Marcelo seguiu evoluindo e transformando seu suor em títulos, como em 2017 e 2018, no Campeonato Paulista da Fórmula Inter. “Tudo que conquistei foi na base de muito trabalho, sorte e das vitórias que consegui, porque sabemos que é um esporte caro e muitas pessoas talentosíssimas acabam ficando para trás por conta disso”, avalia.
Stock Car: ‘Se surgir, vou agarrar com unhas e dentes’
Marcelo segue movido pela paixão em acelerar, mas também com o desejo de um dia poder disputar a principal competição do país, a Stock Car. “É o auge do automobilismo nacional. Claro que uma oportunidade em um carro bom seria muito interessante de tentar trazer mais esse título pra Juiz de Fora, mas esbarramos no lado dos patrocinadores. Isso que me impede de ir pra lá. Mas é uma das pretensões que tenho”, admite.
Ainda assim, o piloto local exalta o momento vivido em um evento que, assim como o juiz-forano, não para de crescer. “De quatro anos pra cá, a GT Sprint Race se tornou uma grande estrela no universo do automobilismo brasileiro. Está em uma tendência de alta e pode, daqui a poucos anos, ser tão importante quanto a Stock, que tem os pilotos do mais alto nível, mas que, às vezes, correm com a gente. O Thiago Camilo, por exemplo, estava correndo com a gente no ano passado, o que dá uma vontade a mais de permanecer. Mas estou muito, muito feliz e, se surgir uma oportunidade na Stock, vou agarrar com unhas e dentes, como sempre fiz.”
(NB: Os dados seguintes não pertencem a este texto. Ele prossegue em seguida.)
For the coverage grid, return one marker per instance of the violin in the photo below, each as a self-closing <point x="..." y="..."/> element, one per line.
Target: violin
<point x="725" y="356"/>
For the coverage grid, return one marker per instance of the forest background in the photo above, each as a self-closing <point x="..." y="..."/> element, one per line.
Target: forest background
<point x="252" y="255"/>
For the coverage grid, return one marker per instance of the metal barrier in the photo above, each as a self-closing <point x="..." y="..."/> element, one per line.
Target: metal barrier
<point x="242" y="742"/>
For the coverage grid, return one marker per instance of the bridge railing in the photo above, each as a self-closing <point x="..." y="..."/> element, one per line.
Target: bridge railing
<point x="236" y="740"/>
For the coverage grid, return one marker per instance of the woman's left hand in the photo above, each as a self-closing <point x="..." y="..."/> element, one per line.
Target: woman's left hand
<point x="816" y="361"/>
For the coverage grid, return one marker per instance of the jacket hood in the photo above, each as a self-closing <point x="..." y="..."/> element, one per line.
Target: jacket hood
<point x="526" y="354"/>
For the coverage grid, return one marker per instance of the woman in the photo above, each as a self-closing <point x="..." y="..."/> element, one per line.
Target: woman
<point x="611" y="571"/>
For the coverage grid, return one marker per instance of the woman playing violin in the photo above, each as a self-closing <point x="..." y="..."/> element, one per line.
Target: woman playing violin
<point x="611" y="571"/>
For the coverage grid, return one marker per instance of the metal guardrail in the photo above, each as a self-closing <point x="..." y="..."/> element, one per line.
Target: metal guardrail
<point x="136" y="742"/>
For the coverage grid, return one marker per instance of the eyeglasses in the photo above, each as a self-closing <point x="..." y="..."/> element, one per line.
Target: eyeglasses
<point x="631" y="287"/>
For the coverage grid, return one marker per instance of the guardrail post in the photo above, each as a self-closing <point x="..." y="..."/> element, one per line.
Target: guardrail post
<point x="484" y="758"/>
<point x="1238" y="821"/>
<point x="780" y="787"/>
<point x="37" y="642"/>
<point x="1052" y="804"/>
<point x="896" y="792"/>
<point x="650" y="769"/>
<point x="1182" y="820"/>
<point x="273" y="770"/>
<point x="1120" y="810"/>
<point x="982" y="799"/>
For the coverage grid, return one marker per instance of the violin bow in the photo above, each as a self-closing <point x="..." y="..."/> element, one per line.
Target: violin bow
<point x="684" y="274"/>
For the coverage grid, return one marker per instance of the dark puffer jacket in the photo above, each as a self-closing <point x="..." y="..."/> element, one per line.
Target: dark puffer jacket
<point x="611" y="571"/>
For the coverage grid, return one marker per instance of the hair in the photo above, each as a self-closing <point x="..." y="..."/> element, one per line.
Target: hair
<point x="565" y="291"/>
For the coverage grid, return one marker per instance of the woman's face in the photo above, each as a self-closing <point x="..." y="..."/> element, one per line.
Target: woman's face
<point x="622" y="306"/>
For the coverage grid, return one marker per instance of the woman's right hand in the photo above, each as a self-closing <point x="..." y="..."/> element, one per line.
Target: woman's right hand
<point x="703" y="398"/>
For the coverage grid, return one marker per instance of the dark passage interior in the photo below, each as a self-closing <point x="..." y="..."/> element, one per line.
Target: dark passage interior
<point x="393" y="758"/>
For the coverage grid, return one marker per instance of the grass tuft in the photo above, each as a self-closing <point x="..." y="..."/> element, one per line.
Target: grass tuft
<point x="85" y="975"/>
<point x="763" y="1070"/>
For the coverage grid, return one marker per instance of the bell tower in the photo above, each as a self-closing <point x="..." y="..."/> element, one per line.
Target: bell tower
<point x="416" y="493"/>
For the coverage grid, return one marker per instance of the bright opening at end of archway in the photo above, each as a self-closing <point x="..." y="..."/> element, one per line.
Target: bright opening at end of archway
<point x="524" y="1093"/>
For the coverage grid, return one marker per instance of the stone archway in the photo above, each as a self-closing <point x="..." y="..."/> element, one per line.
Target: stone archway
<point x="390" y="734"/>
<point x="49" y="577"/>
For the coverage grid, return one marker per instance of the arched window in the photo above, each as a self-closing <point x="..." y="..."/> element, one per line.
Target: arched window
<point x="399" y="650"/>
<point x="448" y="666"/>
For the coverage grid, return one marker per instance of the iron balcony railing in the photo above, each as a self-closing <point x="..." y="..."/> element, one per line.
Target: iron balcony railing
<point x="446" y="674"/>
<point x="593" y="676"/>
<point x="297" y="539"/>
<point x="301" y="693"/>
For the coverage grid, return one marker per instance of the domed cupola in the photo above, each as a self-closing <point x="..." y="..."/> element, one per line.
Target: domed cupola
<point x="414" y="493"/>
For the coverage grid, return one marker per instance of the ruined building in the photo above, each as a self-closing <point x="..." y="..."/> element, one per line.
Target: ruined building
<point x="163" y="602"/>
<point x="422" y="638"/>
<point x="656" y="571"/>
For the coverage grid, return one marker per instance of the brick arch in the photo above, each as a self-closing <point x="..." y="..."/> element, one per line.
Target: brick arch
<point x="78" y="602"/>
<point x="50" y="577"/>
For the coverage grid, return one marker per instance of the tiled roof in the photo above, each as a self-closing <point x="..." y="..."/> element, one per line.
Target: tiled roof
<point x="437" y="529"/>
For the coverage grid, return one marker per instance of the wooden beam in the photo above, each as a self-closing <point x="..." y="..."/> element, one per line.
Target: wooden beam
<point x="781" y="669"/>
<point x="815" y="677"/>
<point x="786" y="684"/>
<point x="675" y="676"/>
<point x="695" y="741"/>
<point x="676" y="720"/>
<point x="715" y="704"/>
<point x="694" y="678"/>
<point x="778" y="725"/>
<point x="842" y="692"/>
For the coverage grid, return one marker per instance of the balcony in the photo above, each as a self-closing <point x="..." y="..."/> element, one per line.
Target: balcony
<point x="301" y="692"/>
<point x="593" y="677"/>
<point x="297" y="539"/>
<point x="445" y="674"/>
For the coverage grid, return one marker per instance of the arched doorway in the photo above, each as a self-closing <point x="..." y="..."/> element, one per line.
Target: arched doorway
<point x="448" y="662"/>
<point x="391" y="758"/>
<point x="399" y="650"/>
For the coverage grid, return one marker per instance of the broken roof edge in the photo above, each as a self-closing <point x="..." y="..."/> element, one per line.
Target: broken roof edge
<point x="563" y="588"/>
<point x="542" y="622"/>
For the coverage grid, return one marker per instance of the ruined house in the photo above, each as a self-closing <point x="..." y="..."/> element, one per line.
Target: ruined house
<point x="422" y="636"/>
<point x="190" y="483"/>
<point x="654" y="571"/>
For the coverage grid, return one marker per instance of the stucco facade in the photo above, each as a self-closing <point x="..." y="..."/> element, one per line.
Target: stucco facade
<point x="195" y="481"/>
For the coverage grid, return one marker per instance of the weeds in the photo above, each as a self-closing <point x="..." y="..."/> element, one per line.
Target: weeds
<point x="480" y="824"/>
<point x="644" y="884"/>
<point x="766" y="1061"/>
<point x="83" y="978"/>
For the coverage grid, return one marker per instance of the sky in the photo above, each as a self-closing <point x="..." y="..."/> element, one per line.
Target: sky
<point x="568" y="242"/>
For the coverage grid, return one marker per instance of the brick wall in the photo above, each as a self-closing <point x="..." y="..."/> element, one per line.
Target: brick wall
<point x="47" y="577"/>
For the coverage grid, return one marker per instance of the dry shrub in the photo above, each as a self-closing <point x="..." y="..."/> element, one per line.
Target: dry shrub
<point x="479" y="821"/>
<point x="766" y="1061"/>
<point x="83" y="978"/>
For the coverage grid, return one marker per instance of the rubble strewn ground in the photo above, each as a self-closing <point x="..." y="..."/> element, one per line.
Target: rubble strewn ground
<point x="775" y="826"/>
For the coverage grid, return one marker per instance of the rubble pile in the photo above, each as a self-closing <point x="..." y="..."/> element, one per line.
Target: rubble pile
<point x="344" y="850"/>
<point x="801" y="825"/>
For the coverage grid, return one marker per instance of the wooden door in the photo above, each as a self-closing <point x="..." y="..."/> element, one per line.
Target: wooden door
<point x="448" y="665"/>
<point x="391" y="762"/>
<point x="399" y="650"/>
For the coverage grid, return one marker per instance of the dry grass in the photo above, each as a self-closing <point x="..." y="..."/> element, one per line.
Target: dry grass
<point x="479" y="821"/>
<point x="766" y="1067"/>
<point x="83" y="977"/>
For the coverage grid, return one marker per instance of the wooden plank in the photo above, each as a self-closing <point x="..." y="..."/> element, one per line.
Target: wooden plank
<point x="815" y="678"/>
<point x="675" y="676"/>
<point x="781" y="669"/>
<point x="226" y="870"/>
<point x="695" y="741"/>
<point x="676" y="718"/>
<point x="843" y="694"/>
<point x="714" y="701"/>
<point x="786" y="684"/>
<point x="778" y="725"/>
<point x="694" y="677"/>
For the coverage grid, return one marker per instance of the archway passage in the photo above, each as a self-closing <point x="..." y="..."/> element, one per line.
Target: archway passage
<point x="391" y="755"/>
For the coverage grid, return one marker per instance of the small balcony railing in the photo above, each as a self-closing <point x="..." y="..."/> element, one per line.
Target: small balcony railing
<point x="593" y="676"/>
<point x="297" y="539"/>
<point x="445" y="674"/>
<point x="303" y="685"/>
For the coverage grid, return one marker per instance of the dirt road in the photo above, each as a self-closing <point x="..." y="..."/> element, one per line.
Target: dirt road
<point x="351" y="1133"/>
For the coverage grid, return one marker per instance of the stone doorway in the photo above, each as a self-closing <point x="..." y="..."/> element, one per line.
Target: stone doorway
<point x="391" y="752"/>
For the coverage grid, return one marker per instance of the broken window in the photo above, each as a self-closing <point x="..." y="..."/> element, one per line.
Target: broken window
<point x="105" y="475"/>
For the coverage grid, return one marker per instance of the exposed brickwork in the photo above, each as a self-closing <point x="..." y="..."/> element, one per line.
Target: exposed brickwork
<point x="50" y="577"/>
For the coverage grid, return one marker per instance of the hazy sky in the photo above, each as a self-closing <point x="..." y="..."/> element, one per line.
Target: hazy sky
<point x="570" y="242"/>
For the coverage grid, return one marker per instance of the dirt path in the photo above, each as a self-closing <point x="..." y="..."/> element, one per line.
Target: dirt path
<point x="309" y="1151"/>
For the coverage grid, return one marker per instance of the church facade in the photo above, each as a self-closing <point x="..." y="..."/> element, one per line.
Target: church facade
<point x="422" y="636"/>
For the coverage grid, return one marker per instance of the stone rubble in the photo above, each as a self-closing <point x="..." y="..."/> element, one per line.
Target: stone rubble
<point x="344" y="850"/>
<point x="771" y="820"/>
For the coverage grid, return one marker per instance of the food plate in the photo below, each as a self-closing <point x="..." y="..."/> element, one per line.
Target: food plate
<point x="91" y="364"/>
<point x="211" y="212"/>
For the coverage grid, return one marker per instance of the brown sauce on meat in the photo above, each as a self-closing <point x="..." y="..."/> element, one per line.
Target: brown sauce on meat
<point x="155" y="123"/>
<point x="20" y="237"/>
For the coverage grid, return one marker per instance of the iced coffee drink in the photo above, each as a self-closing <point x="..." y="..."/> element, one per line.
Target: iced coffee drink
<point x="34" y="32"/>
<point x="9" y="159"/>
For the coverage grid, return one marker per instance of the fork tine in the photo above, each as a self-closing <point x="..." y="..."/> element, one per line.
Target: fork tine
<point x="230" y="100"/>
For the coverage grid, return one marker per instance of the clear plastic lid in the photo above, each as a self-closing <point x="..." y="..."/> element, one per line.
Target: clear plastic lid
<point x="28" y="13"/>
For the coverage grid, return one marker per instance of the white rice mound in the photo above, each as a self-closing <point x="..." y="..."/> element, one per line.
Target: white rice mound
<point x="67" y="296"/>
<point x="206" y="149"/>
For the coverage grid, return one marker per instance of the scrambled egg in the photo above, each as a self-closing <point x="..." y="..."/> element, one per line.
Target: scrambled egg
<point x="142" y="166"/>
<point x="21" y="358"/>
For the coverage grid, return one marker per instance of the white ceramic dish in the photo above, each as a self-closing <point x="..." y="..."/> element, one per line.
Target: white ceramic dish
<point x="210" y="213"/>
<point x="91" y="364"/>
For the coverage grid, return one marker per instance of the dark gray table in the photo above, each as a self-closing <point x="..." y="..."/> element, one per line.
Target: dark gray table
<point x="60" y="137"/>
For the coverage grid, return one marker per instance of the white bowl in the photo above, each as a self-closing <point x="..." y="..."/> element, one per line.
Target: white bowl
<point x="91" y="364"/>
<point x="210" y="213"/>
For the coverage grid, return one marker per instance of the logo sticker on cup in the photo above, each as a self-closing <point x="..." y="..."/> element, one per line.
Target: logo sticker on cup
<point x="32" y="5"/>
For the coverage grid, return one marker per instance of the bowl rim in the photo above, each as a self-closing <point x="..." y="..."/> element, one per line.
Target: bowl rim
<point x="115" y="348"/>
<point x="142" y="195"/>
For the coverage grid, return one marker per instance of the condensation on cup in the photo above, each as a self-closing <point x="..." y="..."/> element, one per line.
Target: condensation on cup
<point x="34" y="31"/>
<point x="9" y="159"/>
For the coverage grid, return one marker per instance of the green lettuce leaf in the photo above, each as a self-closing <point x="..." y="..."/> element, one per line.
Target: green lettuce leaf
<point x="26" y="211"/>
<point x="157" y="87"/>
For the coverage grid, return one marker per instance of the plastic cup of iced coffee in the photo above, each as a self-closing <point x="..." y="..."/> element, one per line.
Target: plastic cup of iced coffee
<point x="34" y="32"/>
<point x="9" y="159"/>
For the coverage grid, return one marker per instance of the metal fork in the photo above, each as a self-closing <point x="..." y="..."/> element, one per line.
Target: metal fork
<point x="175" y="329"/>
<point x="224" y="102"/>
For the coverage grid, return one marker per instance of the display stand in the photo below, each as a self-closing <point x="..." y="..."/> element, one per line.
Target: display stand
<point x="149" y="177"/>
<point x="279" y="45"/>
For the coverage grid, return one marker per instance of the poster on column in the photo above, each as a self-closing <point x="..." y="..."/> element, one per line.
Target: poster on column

‘Correr em casa seria um marco na minha vida’
Novidade em 2020 pelas corridas especiais da GT Sprint Race, a sétima etapa do campeonato overall da próxima temporada será disputada no Autódromo Potenza, localizado em Lima Duarte, a cerca de 40 quilômetros de Juiz de Fora. A possibilidade de correr “em casa” leva uma motivação mais que especial ao piloto juiz-forano.
“Faz muita diferença. Sair das asas da família e correr fora foi minha carreira, mas quando existe a chance de ter os familiares no autódromo, te dá uma sensação de ser mais rápido. Estou bem empolgado, fechamos pra correr seis corridas nacionais, a de JF está entre as especiais, mas estou atrás de orçamento pra conseguir disputar ela também”, conta. “Seria um marco na minha vida. É como se encerrasse um ciclo iniciado lá atrás, cheio de sonhos na cabeça, percorrendo um longo caminho de muitas alegrias, e agora voltar para casa fazendo o que amo, me sentindo realizado e com família e amigos por perto. Vai ser difícil conter a ansiedade.”
Além da proximidade com os familiares, Marcelo também quer desfrutar da nova estrutura na Zona da Mata, muito elogiada pelo piloto. “Quando estavam em obras, nem tinham as zebras, conversei com o proprietário porque achei maravilhoso de cara. Depois vi a obra acabada com tudo muito bem feito, segurança pra ser homologado paras as principais categorias do Brasil. E é um lugar lindo também, com uma paisagem que você não acha em outros autódromos. Tem tudo para ser um dos principais do país. É meio que uma arena, o público consegue ver a pista inteira em alguns pontos. Só vi coisas positivas. Dá vontade de voltar e ficar de vez!”, exalta.